Thursday, February 21, 2013

2.21 Analysis of a survey

As an exercise to get some experience writing/designing surveys, you analyzed the Writing Option pre-post survey for Writing Majors.  This survey is (in theory) completed by all students when they BEGIN the writing option major (at the beginning of 2020=> the first course they should tak), and when they complete the Writing Option Major (at the end of 4817).  Its purpose is to give the Department an understanding of:
  • what students know, feel, and can do with respect to our student learning outcomes when they enter the program
  • what students know, feel, and can do with respect to our student learning outcomes when they complete the program
We started our discussion of the Writing Option Major survey by organizing which SLOs were covered by which questions (see below).

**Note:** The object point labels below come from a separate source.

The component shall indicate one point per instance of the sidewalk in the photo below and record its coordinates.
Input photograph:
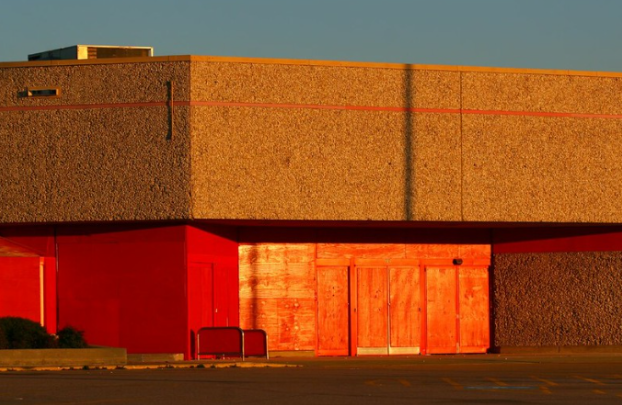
(387, 361)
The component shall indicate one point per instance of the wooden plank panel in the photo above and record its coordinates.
(284, 280)
(259, 314)
(273, 253)
(332, 312)
(429, 251)
(441, 310)
(474, 316)
(406, 306)
(372, 296)
(360, 250)
(297, 326)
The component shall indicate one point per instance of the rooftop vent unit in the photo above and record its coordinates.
(93, 52)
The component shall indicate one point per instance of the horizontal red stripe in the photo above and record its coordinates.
(312, 106)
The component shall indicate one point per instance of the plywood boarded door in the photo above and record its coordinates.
(474, 310)
(373, 310)
(442, 327)
(332, 304)
(405, 310)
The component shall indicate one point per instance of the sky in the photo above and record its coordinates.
(540, 34)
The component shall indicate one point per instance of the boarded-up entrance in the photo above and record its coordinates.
(332, 314)
(340, 299)
(388, 314)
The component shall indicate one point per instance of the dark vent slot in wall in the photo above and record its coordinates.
(42, 92)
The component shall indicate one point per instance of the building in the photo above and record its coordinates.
(345, 208)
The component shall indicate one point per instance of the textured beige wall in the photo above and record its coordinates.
(324, 164)
(532, 169)
(304, 163)
(94, 164)
(542, 168)
(557, 299)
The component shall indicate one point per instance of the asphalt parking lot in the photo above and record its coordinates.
(419, 380)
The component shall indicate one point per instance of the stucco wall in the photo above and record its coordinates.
(314, 142)
(318, 142)
(261, 139)
(553, 162)
(557, 299)
(102, 151)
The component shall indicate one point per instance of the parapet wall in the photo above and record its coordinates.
(305, 140)
(108, 149)
(320, 142)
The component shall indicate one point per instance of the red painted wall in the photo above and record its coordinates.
(558, 239)
(19, 274)
(19, 287)
(213, 286)
(124, 286)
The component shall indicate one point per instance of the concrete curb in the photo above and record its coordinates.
(62, 358)
(558, 350)
(156, 366)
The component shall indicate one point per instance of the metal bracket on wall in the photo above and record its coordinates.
(171, 109)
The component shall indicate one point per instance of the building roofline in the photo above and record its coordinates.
(308, 62)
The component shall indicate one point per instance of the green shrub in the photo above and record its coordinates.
(71, 338)
(20, 333)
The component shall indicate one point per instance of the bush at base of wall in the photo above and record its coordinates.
(20, 333)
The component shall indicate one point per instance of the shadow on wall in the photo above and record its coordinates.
(408, 142)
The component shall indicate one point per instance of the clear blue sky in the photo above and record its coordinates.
(549, 34)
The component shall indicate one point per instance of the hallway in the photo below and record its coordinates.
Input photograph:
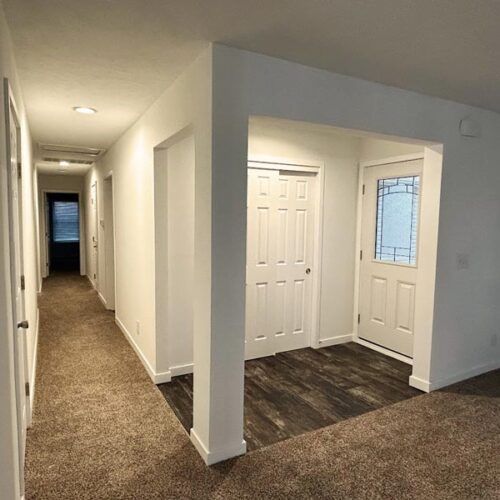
(103, 430)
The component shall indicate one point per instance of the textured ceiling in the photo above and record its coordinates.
(119, 55)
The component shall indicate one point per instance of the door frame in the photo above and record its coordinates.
(45, 233)
(315, 167)
(21, 376)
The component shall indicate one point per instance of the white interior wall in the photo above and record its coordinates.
(9, 472)
(63, 183)
(108, 236)
(185, 103)
(465, 330)
(180, 254)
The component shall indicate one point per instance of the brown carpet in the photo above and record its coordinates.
(102, 430)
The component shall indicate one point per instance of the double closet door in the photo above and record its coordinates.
(280, 240)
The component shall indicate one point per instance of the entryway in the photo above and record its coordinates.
(63, 232)
(306, 389)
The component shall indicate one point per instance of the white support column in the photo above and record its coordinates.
(219, 331)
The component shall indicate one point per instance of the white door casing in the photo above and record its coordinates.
(95, 229)
(280, 245)
(389, 260)
(17, 278)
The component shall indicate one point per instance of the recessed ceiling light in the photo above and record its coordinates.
(85, 110)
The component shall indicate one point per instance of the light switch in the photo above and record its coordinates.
(463, 261)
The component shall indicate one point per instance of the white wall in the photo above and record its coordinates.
(465, 333)
(377, 149)
(174, 252)
(64, 183)
(9, 473)
(185, 104)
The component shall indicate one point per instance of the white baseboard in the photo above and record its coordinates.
(383, 350)
(213, 457)
(340, 339)
(458, 377)
(91, 282)
(181, 369)
(420, 384)
(102, 299)
(157, 378)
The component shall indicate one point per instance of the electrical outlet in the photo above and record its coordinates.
(462, 261)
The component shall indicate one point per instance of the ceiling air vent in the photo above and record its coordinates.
(69, 160)
(72, 150)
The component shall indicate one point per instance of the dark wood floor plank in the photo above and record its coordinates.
(299, 391)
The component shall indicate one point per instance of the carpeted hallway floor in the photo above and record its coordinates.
(102, 430)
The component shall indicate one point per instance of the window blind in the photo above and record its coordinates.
(66, 224)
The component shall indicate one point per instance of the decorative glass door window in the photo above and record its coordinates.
(397, 220)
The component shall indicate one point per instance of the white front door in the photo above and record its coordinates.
(280, 245)
(17, 282)
(389, 260)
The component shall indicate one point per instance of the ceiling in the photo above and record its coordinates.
(119, 55)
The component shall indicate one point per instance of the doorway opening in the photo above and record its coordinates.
(63, 232)
(341, 241)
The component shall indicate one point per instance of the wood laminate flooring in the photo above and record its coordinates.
(300, 391)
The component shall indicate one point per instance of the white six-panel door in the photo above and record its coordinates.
(280, 245)
(389, 242)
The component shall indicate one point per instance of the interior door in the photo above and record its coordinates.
(261, 262)
(280, 245)
(17, 279)
(389, 259)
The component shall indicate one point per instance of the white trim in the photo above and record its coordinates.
(33, 368)
(357, 250)
(383, 350)
(181, 369)
(458, 377)
(340, 339)
(316, 167)
(157, 378)
(421, 384)
(392, 159)
(213, 457)
(102, 299)
(91, 282)
(270, 162)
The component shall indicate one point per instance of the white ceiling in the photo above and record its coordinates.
(119, 55)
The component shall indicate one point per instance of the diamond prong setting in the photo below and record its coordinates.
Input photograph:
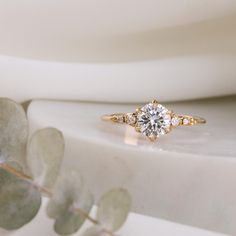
(153, 120)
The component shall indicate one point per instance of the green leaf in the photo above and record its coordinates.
(95, 231)
(113, 209)
(70, 193)
(19, 201)
(14, 131)
(44, 156)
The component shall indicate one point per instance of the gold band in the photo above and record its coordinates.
(154, 120)
(185, 119)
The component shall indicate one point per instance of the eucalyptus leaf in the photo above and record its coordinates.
(44, 156)
(19, 201)
(14, 132)
(69, 194)
(95, 231)
(113, 209)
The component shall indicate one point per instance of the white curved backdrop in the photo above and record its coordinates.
(125, 51)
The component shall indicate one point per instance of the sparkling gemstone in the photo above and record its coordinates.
(131, 119)
(185, 121)
(153, 120)
(175, 121)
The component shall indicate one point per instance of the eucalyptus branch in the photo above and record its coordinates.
(49, 193)
(44, 151)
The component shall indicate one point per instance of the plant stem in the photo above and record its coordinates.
(15, 172)
(23, 176)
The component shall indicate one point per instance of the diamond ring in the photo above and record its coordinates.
(154, 120)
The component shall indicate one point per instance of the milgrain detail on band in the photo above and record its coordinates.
(154, 120)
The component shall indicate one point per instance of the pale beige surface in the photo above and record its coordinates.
(187, 177)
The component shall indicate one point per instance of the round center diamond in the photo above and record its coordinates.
(153, 120)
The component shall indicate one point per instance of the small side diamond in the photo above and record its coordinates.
(175, 121)
(185, 121)
(131, 119)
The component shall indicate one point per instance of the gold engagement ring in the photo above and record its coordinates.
(154, 120)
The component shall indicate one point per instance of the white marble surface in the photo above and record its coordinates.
(136, 225)
(187, 176)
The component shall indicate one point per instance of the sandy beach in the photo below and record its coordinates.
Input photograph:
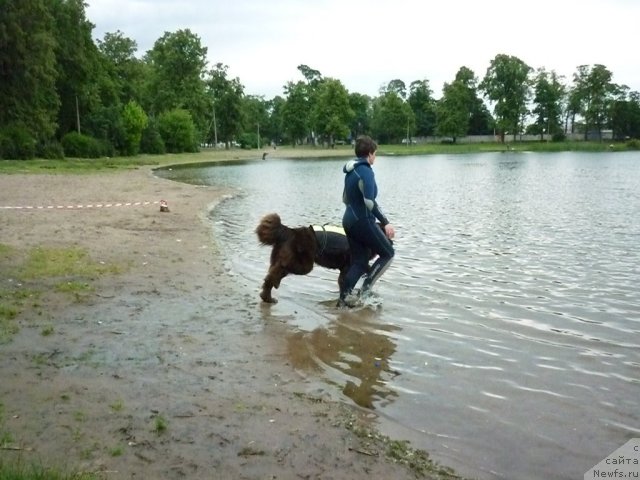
(165, 368)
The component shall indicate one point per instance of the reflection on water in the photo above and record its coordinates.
(354, 351)
(507, 340)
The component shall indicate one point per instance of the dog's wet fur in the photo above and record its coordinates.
(295, 250)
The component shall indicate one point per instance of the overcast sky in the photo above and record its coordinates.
(367, 43)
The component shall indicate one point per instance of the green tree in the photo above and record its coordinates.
(594, 92)
(454, 111)
(275, 130)
(506, 83)
(332, 113)
(178, 63)
(549, 94)
(255, 119)
(396, 86)
(625, 116)
(361, 106)
(296, 111)
(480, 120)
(28, 98)
(178, 131)
(423, 106)
(392, 119)
(126, 70)
(225, 104)
(135, 121)
(83, 85)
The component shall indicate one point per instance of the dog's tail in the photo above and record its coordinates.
(270, 230)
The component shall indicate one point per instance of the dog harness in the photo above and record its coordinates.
(330, 238)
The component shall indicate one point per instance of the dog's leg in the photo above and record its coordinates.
(341, 277)
(272, 280)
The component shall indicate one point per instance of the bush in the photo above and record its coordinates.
(178, 131)
(82, 146)
(17, 143)
(151, 141)
(633, 144)
(50, 150)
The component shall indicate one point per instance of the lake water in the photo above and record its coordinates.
(505, 339)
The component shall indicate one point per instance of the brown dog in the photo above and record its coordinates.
(295, 250)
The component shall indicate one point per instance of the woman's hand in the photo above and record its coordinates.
(389, 231)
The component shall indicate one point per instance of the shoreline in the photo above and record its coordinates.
(168, 368)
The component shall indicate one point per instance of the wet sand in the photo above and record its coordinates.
(167, 369)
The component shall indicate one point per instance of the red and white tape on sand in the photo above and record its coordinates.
(81, 207)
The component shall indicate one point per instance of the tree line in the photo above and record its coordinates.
(64, 94)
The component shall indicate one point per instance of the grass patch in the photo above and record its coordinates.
(29, 274)
(18, 470)
(63, 262)
(117, 406)
(160, 425)
(398, 451)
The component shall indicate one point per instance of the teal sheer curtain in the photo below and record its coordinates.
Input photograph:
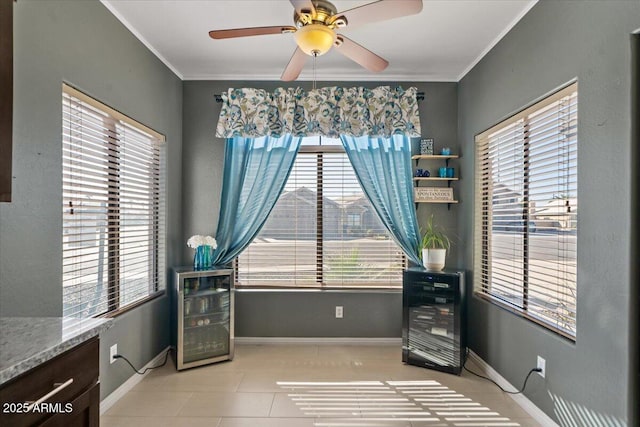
(255, 172)
(383, 168)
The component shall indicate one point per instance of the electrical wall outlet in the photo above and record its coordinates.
(542, 364)
(112, 352)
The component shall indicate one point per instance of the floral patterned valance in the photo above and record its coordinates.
(328, 111)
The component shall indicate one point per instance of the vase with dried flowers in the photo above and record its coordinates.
(204, 246)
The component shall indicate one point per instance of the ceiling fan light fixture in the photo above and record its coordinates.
(315, 39)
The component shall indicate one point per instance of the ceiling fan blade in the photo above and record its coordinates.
(381, 10)
(253, 31)
(295, 65)
(360, 54)
(303, 5)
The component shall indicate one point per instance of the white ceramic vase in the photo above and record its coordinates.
(433, 259)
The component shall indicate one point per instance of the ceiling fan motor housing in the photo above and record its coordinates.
(325, 14)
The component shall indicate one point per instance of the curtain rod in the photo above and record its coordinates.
(419, 96)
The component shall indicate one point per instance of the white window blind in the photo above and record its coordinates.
(322, 232)
(113, 212)
(526, 212)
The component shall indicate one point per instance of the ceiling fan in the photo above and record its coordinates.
(315, 25)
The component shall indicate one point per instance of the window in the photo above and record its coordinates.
(526, 212)
(113, 209)
(322, 232)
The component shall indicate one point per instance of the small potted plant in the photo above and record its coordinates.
(434, 247)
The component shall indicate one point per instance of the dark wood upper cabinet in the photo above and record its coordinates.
(6, 97)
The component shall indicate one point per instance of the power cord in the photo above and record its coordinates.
(166, 357)
(498, 385)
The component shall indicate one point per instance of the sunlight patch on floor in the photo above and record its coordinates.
(377, 403)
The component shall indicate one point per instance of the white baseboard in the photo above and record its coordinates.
(318, 341)
(126, 386)
(535, 412)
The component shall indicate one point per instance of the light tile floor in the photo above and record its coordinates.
(314, 385)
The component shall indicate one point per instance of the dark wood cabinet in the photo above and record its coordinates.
(74, 377)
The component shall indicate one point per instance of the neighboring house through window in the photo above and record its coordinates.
(113, 208)
(322, 232)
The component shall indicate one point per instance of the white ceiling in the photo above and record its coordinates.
(441, 43)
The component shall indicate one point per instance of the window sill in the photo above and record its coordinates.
(320, 290)
(494, 301)
(129, 307)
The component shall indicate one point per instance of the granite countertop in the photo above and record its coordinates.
(26, 342)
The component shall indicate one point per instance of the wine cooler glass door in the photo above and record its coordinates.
(206, 318)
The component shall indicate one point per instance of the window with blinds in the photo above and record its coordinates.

Student Learning Outcome #1: students will produce essays through a series of drafts that include exploratory writing or talk, as well as revisions that include addition, deletion, substitution and rearrangement.
1,5,7,11,12,14,15,

Student Learning Outcome #2: students will identify central ideas/themes of a text through class discussion and writing.
1,3,4,7,8,9,11,13,15,

Student Learning Outcome #3: students will use two or more methodologies from English Studies to develop original research or creative products.
2,4,6,7,

Student Learning Outcome #4: students will demonstrate ability to give a compelling oral presentation.
8, 10,13,

Student Learning Outcome #5: students will connect ideas from classroom assignments to contemporary issues in class discussion and presentations.
3,6,7,8,9,10,13

This distribution seems to indicate that each of the SLOs were covered by questions in the survey - so far so good => and then it got really interesting.  We started by having each group report separately - but soon everyone had so much to say that I just fielded comments.  Your feedback provides the following information + suggestions.

provide a comment box
simplify the scale for responding (yes, no, I don't know0
remove or revise questions that are not relevant, that are too vague or general, or that include language students students won't be sure how to interpret (things like discourse analysis, tetual analysis etc)
instructors will need to provide a clear explanation of what the survey is supposed to do if they expect students to "take it seriously" (provide "real" data)
revise/take out specialized language
do something so that transfer students (or students who take courses out of order) take the survey
ditch the last 4 questions or make them another survey
there should be some questions about personal writing
need to explain that this is "not a text" (this connects to explaining the survey's purpose)

So after I took all this in, (and in talking with Karl) it occurred to me that to do a good job revising this survey, we will need a "panel" of students.  Anyone interested?  We can talk about this in class.

For next class:


Blog 10: Reflect on what our discussion of the Writing Option major survey suggests about: 1) the way language works (think about Gee); 2) what kinds of information you can collect with surveys; and 3) what challenges researchers face when desigining quantitative instruments (things that are reduced to numbers => like surveys, "objective" tests and so on).